I tried to reimplement the simple forward pass of a GRU layer in order to be able to evaluate the RNN in other languages after training in Julia. So far with no luck, and Im starting to be out of ideas. Is there maybe someone who had a similar problem in the past and could give me a hint? Or someone who has even implemented this already?

I based my implementation on the documentation of Knet.RNN and Knet.rnnparam, but the results over a single timestep are already different.
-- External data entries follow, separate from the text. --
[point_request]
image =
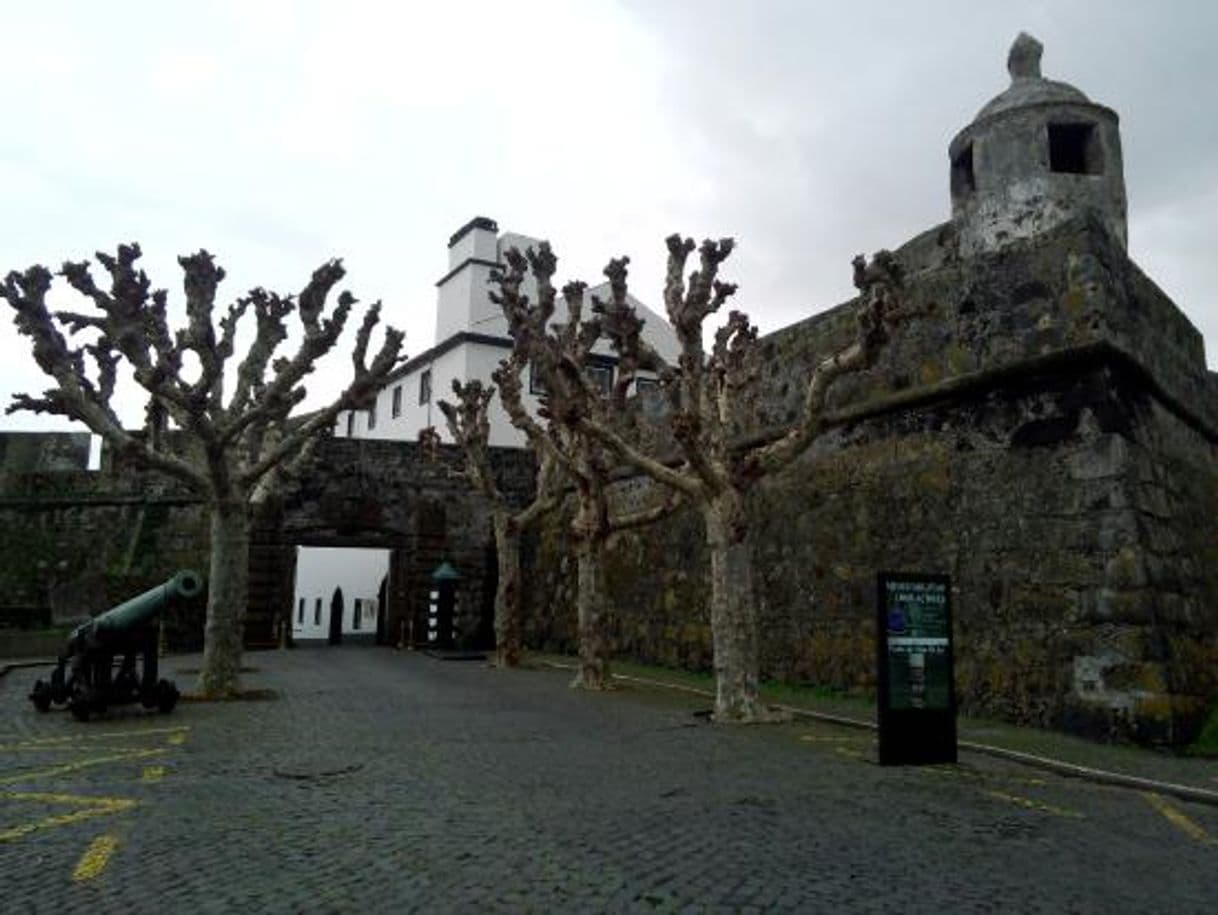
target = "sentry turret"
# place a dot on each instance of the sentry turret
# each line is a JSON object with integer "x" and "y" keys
{"x": 1037, "y": 155}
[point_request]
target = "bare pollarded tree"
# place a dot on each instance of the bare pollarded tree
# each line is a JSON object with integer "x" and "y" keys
{"x": 470, "y": 428}
{"x": 559, "y": 356}
{"x": 711, "y": 396}
{"x": 228, "y": 448}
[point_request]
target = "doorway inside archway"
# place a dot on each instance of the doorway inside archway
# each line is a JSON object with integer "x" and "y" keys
{"x": 339, "y": 595}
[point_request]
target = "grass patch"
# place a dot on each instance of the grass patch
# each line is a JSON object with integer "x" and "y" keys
{"x": 195, "y": 671}
{"x": 239, "y": 696}
{"x": 1206, "y": 745}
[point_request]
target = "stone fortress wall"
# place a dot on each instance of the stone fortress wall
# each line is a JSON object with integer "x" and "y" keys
{"x": 77, "y": 542}
{"x": 1043, "y": 434}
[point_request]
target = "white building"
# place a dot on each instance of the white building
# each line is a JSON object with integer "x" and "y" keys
{"x": 337, "y": 593}
{"x": 471, "y": 339}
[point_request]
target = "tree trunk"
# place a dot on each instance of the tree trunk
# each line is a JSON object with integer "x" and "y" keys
{"x": 593, "y": 671}
{"x": 733, "y": 619}
{"x": 227, "y": 596}
{"x": 507, "y": 593}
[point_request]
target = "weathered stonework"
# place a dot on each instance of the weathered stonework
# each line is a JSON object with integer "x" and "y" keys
{"x": 77, "y": 542}
{"x": 1041, "y": 434}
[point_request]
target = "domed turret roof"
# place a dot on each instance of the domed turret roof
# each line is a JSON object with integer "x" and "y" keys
{"x": 1027, "y": 85}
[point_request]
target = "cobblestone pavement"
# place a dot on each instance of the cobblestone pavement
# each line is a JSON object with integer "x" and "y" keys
{"x": 396, "y": 782}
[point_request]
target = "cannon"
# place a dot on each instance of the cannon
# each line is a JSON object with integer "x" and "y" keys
{"x": 84, "y": 676}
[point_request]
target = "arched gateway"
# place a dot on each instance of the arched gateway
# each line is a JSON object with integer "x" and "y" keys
{"x": 384, "y": 496}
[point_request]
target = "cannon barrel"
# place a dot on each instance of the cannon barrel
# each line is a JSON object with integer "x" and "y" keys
{"x": 143, "y": 608}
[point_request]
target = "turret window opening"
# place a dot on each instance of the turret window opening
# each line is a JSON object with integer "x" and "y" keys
{"x": 964, "y": 179}
{"x": 1074, "y": 149}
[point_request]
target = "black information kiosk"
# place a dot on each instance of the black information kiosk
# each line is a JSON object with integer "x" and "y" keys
{"x": 917, "y": 697}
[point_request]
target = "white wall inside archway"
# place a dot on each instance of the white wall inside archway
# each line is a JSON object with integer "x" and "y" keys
{"x": 319, "y": 570}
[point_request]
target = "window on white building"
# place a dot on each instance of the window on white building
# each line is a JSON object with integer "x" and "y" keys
{"x": 535, "y": 384}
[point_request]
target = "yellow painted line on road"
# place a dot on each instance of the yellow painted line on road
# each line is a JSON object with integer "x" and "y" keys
{"x": 850, "y": 753}
{"x": 972, "y": 775}
{"x": 1178, "y": 819}
{"x": 95, "y": 858}
{"x": 80, "y": 764}
{"x": 817, "y": 738}
{"x": 1028, "y": 804}
{"x": 66, "y": 747}
{"x": 106, "y": 735}
{"x": 90, "y": 807}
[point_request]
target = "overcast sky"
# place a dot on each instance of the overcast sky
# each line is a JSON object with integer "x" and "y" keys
{"x": 278, "y": 134}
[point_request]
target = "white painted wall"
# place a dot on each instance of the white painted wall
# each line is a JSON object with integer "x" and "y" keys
{"x": 319, "y": 570}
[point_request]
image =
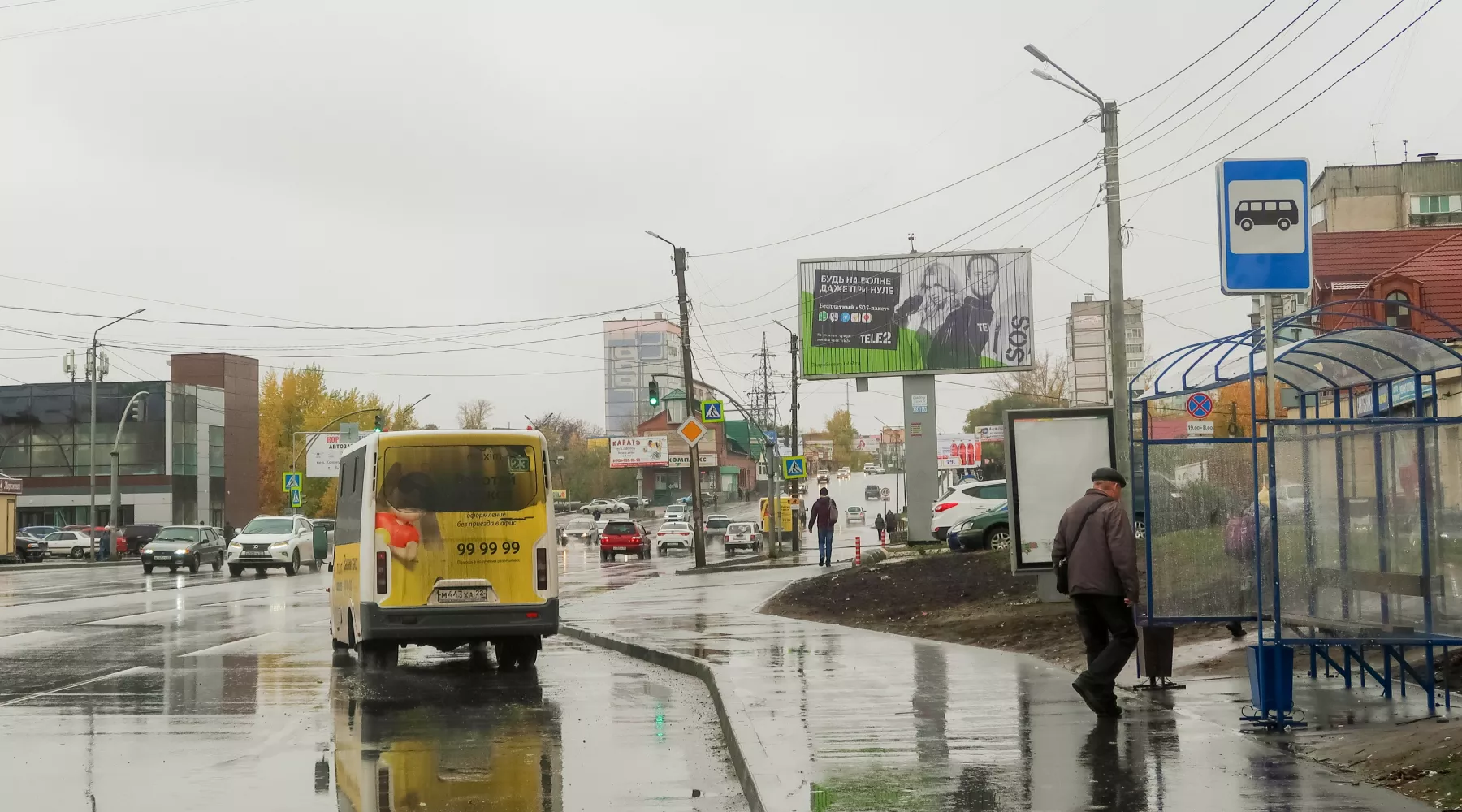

Here is my minimal testing code:

using Knet

# Define a recurrent layer in Knet
nX = 2 # Number of inputs
nH = 3 # Number of hidden states
knet_gru = RNN(nX, nH; rnnType = :gru, dataType = Float32) # recurrent layer (gru) implementation in Knet
rnn_params = rnnparams(knet_gru) # extract the params

# Define forward pass of gru again, using information of "@doc RNN" and "@doc rnnparam"
function my_gru(Wr, Wi, Wn, Rr, Ri, Rn, bWr, bWi, bWn, bRr, bRi, bRn, x, h_in)
    r = sigm.(Wr' * x .+ Rr' * h_in .+ bWr .+ bRr) # reset gate
    i = sigm.(Wi' * x .+ Ri' * h_in .+ bWi .+ bRi) # input gate
    n = tanh.(Wn' * x .+ r .* (Rn' * h_in .+ bRn) .+ bWn) # new gate
    h_out = (1 .- i) .* n .+ i .* h_in
    return h_out
end

my_gru(W, x, h) = my_gru(W..., x, h)

# Compare both
x = randn(Float32, nX)
h = randn(Float32, nH)

knet_gru.h = h #set starting state for Knet RNN
res1 = knet_gru(x)
res2 = my_gru(rnn_params, x, h)
print("Difference between Knet and my_gru: ")
println(res1-res2)

#2

Hello all,
After digging into the Knet code on Github, I was able to find the missing piece: the hidden state h has to be defined as a 3-D tensor, or it will be set to nothing for the evaluation without a warning.
A working example is thus:

using Knet
Knet.gpu(false)

# Define a recurrent layer in Knet
nX = 2 # Number of inputs
nH = 3 # Number of hidden states
knet_gru = RNN(nX, nH; rnnType = :gru, dataType = Float32) # recurrent layer (gru) implementation in Knet
rnn_params = rnnparams(knet_gru) # extract the params

# Define forward pass of gru again, using information of "@doc RNN" and "@doc rnnparam"
function my_gru(Wr, Wi, Wn, Rr, Ri, Rn, bWr, bWi, bWn, bRr, bRi, bRn, x, h_in)
    r = sigm.(Wr' * x .+ Rr' * vec(h_in) .+ bWr .+ bRr) # reset gate
    i = sigm.(Wi' * x .+ Ri' * vec(h_in) .+ bWi .+ bRi) # input gate
    n = tanh.(Wn' * x .+ r .* (Rn' * vec(h_in) .+ bRn) .+ bWn) # new gate
    h_out = (1 .- i) .* n .+ i .* vec(h_in)
    return h_out
end

my_gru(W, x, h) = my_gru(W..., x, h)


# Compare both
x = randn(Float32, nX)
h = randn(Float32, nH, 1, 1)

knet_gru.h = h #set starting state for Knet RNN
res1 = knet_gru(x)
res2 = my_gru(rnn_params, x, h)
print("Difference between Knet and my_gru: ")
println(res1-res2)